Cette initiative constitue une nouvelle étape dans le renforcement de l’esprit de compétitivité technologique et la promotion de l’entrepreneuriat innovant, avec pour objectif d’ancrer durablement la position de l’Algérie dans ce domaine.

Des fondateurs de start-up ont exprimé leur optimisme quant à l’impact de ce type d’initiatives sur le développement de l’innovation. M. Kheireddine Boulefaa, fondateur des start-up Moustachir et Yinvesti, a salué la création de ce prix présidentiel, qu’il considère comme « une forte source de motivation pour les start-up algériennes ».

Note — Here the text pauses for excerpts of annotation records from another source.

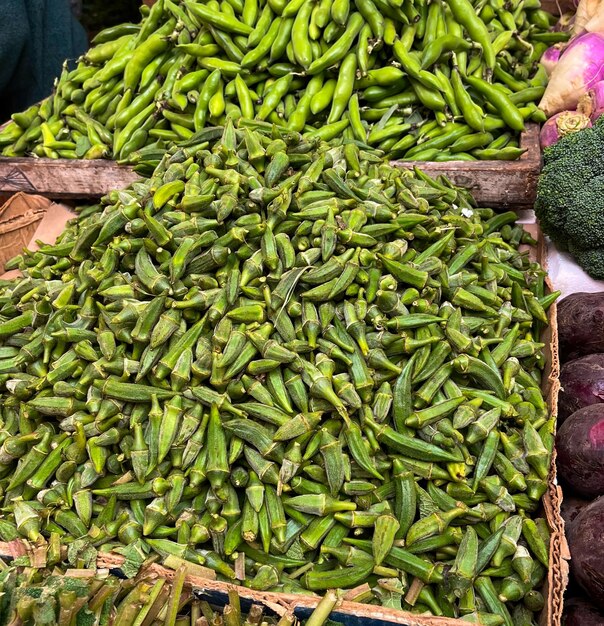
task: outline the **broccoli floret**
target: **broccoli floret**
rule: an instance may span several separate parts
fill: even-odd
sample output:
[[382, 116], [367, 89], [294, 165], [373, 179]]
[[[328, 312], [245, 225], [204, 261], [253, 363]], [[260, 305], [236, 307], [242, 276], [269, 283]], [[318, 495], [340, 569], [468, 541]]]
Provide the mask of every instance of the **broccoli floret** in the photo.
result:
[[604, 248], [604, 175], [588, 181], [574, 198], [566, 216], [571, 241], [585, 249]]
[[[535, 213], [542, 230], [593, 277], [604, 255], [604, 122], [563, 137], [544, 152]], [[593, 268], [593, 269], [592, 269]], [[603, 276], [604, 277], [604, 276]]]

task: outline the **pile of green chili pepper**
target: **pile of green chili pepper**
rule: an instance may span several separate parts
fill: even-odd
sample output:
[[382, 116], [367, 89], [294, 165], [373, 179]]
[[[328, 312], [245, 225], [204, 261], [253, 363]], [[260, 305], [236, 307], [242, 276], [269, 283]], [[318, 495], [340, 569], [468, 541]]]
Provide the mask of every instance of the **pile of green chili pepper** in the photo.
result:
[[243, 117], [397, 159], [516, 159], [525, 122], [545, 121], [554, 22], [540, 0], [158, 0], [100, 33], [0, 147], [129, 162]]
[[556, 294], [515, 217], [354, 141], [203, 129], [9, 264], [0, 537], [531, 623]]
[[339, 600], [329, 591], [308, 619], [299, 620], [285, 609], [279, 617], [260, 604], [247, 608], [232, 589], [226, 605], [212, 606], [182, 567], [171, 581], [146, 567], [124, 579], [52, 561], [5, 565], [0, 591], [0, 623], [22, 626], [337, 626], [328, 617]]

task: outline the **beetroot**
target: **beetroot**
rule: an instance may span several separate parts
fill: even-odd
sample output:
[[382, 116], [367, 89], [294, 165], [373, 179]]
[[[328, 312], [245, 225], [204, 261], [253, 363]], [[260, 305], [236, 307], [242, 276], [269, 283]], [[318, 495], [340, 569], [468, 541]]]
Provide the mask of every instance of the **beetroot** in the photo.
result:
[[577, 498], [575, 496], [568, 495], [568, 489], [565, 490], [564, 497], [562, 498], [562, 504], [560, 505], [560, 514], [564, 520], [566, 530], [570, 528], [575, 517], [581, 513], [581, 511], [591, 503], [590, 500], [583, 500], [583, 498]]
[[604, 353], [604, 292], [573, 293], [558, 304], [562, 363], [584, 354]]
[[570, 598], [564, 601], [564, 626], [604, 626], [604, 613], [587, 600]]
[[556, 449], [558, 471], [576, 493], [587, 498], [604, 494], [604, 405], [573, 413], [558, 430]]
[[[571, 571], [589, 599], [604, 607], [604, 498], [586, 506], [568, 533]], [[590, 622], [576, 622], [584, 626]], [[601, 622], [594, 622], [598, 624]]]
[[588, 354], [565, 363], [560, 385], [558, 424], [585, 406], [604, 402], [604, 354]]

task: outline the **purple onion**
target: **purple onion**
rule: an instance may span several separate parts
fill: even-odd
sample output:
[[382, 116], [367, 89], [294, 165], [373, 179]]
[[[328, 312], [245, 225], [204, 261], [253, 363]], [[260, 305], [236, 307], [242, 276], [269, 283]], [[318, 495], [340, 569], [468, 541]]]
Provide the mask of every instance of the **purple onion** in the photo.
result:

Selon lui, cette compétition encouragera les entreprises émergentes à se démarquer à travers les innovations proposées, le chiffre d’affaires réalisé et la croissance annuelle enregistrée. Elle permettra également de mettre en lumière de nombreuses start-up encore peu visibles et de leur offrir une meilleure visibilité auprès des grandes entreprises de l’État et des institutions publiques, ouvrant ainsi la voie à de futures collaborations.

Boulefaa a également tenu à saluer le ministère de l’Économie de la connaissance et des Start-up, soulignant que ce projet est le fruit d’un travail engagé depuis plusieurs années. Il a exprimé l’espoir de voir un nombre croissant de start-up algériennes remporter ces distinctions et accéder, à terme, au statut d’acteurs économiques à l’échelle internationale.

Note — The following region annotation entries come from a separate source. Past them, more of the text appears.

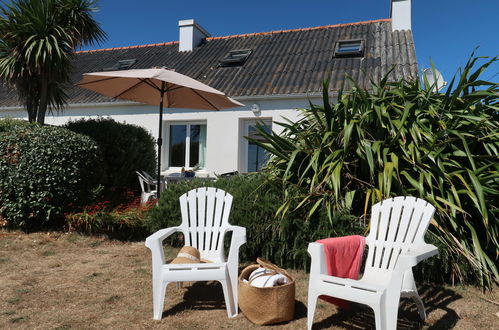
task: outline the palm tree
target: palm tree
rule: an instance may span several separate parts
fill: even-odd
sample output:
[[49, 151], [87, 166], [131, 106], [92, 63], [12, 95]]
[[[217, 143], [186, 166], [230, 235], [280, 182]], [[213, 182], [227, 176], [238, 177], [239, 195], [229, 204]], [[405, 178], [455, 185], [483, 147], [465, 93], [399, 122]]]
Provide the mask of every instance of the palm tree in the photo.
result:
[[15, 0], [0, 8], [0, 78], [14, 87], [29, 121], [67, 103], [74, 50], [100, 43], [97, 0]]

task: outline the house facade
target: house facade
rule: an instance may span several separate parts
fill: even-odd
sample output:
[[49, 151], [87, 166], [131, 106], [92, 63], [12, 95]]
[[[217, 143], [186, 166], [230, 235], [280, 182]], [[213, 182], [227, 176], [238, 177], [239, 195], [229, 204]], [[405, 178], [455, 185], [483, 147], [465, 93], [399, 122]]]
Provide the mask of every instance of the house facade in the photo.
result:
[[[265, 160], [261, 148], [244, 138], [256, 122], [280, 133], [283, 118], [322, 102], [322, 82], [330, 93], [348, 89], [346, 76], [369, 87], [393, 67], [392, 79], [417, 79], [411, 32], [411, 0], [392, 0], [389, 19], [305, 29], [212, 37], [194, 20], [179, 22], [179, 41], [80, 51], [72, 81], [83, 73], [166, 67], [219, 89], [245, 104], [221, 111], [165, 109], [162, 171], [197, 169], [198, 176], [252, 172]], [[112, 117], [136, 124], [157, 137], [158, 108], [110, 99], [72, 86], [69, 106], [49, 114], [47, 124]], [[0, 117], [27, 118], [15, 91], [0, 88]]]

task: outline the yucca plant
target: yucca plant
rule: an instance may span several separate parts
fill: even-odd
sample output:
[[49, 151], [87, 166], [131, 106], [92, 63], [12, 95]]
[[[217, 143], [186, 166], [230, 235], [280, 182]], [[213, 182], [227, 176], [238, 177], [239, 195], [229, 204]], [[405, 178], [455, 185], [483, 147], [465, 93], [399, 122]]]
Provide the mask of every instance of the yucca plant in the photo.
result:
[[298, 198], [309, 217], [324, 207], [331, 219], [344, 207], [362, 216], [387, 197], [417, 196], [438, 210], [430, 231], [455, 261], [452, 280], [497, 281], [499, 84], [479, 77], [498, 58], [480, 60], [472, 55], [446, 93], [388, 74], [370, 90], [351, 81], [331, 103], [326, 81], [322, 106], [277, 123], [280, 136], [260, 129], [267, 170], [302, 192], [279, 212]]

Évoquant la réalité du terrain, l’entrepreneur a rappelé que de nombreuses start-up algériennes disposent d’innovations à forte valeur ajoutée et réalisent des chiffres d’affaires appréciables, mais demeurent insuffisamment visibles. À ses yeux, des compétitions telles que le Prix du Président de la République offrent une opportunité aux grandes entreprises de découvrir ces jeunes pousses, notamment dans le cadre de la loi sur l’innovation ouverte, qui encourage la coopération entre grandes entreprises et start-up.

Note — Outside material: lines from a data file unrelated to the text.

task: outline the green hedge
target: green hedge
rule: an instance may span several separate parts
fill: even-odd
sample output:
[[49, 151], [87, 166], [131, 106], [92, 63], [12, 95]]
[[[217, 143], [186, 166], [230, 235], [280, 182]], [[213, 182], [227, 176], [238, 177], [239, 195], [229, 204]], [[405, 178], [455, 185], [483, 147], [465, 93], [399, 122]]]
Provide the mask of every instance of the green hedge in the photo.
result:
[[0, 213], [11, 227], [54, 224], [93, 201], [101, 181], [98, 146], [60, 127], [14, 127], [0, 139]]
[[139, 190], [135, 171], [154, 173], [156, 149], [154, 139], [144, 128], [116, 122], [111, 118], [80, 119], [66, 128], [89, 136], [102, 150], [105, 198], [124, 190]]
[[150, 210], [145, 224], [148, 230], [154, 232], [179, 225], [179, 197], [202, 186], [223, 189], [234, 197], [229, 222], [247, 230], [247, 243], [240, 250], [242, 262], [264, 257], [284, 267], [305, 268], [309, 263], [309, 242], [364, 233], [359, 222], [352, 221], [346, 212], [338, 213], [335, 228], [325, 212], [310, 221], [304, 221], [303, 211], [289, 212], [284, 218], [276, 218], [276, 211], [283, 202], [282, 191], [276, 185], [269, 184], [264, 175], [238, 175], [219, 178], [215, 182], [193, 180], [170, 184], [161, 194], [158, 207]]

Il estime par ailleurs que cette initiative contribuera à l’augmentation du nombre de start-up en Algérie, conformément aux ambitions affichées par l’État. « Lorsque des start-up algériennes parviennent à exporter leurs produits ou services à l’étranger, ce type de concours stimule l’innovation et permet à celle-ci de ne pas rester confinée, mais de contribuer concrètement à l’économie nationale », a-t-il souligné, établissant un parallèle avec le Prix du Président de la République du chercheur innovant.

A ce propos, M. Boulefaa s’est montré optimiste quant aux perspectives offertes par ces mesures, appelant à la création prochaine de micro-zones ou de zones franches dédiées aux start-up et aux structures d’accélération, afin de faciliter leur accès aux marchés internationaux. Après plus de six années de mise en place d’un écosystème dédié aux start-up en Algérie, il estime que le pays est entré dans une nouvelle phase, portée par une forte volonté politique, notamment de la part du président de la République et du ministère concerné, visant à faire des start-up des acteurs à part entière de l’économie nationale.